Ibuprofen is a non-specific NSAID drug that inhibits Prostaglandin (PG) synthesis on the cyclooxygenase (COX) enzyme (Goodman et al., 2018). Therefore, ibuprofen is usually used due to its anti-inflammatory, antipyretic, and analgesic effects. One seizure mechanism is excessive neuroinflammatory processes, which result in neuron hyperexcitability, making seizures appear unprovoked (Rawat et al., 2019).

Based on the data synthesis, it was found that ibuprofen reduced the seizures, which was shown by a reduced latency, grade, and duration of seizures as well as Racine convulsion score and first myoclonic jerk clinically and reduced spike percentage and lower amplitude in EEG recording them in a pentylenetetrazole (PTZ)-induced models which maybe correlate with the occurrence of seizures (Durankus et al., 2020; Peng et al., 2022; Liu et al., 2020). One study by Durankus et al. (2020) found that a 400 mg/kg dose had a greater effect on seizure intensity than a 200 mg/kg dose.

The mechanisms of antiseizure of ibuprofen are still unknown; one of the possibilities is through its anti-inflammatory effects. It is known that seizures can be induced by neuroinflammation. Ibuprofen inhibited PG synthesis, which played a role in the neuroinflammatory response aside from systemic inflammation. Other studies have also found that ibuprofen can help reduce neuroinflammation in different disease models, possibly contributing to reduced seizure.

A study conducted by Costa et al. (2021) demonstrated the combination of 1-Deoxynojirimycin and Ibuprofen reduced further degeneration due to microglia activation, which triggered neuroinflammation in 1-methyl-4-phenyl-1,2,3,6-tetrahydropyridine (MPTP)-induced Parkinson’s disease models in mice.

Another study conducted by Zhang et al. (2018) also demonstrated that ibuprofen reduced proinflammatory cytokines in the brain, including Tumor Necrosis Factor-α (TNF-α) and Interleukin-1β (IL-1β) in a mouse Alzheimer’s disease model.

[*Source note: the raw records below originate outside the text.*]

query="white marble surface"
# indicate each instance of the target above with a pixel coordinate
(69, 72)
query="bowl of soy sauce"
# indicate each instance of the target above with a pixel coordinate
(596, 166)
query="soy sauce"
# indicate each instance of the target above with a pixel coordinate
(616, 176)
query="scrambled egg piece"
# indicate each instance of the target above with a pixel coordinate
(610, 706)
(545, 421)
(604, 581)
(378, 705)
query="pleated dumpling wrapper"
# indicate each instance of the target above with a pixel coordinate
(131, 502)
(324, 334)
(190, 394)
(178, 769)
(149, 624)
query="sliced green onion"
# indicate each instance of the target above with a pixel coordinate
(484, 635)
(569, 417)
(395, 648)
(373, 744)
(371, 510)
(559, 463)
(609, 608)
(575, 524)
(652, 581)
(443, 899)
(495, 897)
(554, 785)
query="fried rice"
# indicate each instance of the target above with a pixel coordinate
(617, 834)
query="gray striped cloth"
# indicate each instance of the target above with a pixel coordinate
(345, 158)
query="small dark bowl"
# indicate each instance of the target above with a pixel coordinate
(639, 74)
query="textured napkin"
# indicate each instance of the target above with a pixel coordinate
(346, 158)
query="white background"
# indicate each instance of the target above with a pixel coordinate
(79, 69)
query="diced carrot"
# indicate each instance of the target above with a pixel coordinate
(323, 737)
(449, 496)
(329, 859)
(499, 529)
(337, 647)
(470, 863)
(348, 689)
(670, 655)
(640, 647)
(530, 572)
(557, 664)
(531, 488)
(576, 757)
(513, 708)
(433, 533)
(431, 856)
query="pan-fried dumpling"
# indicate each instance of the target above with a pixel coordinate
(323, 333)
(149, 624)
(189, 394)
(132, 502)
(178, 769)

While these articles gave results on the anticonvulsant effects of ibuprofen by decreasing the intensity of seizures, they did not provide the answer to whether ibuprofen could reduce the frequency of seizures in seizure animal models. Furthermore, an assessment by the SYRCLE Risk of Bias Tool showed the articles lacked detailed explanations when the intervention was carried out. It was not clear in some procedures, especially in random outcome assessment and blinding (Goodman et al., 2018).

The weakness of this review was the number of reviewers, which was only one. This could create a risk of bias when screening articles and a less accurate risk of bias assessment. Another area for improvement is that only three articles can be included. Hence, the direction of the research results still needs to be clarified, and further research is needed. However, it is also helpful for further research because it shows a knowledge gap between the theory and research.

This systematic review showed the potential of ibuprofen to treat seizures, including febrile seizures. Ibuprofen could reduce the intensity of seizures. This could be a good consideration for future clinical applications, but future research is needed to ascertain the anticonvulsant effects and application in a clinical setting.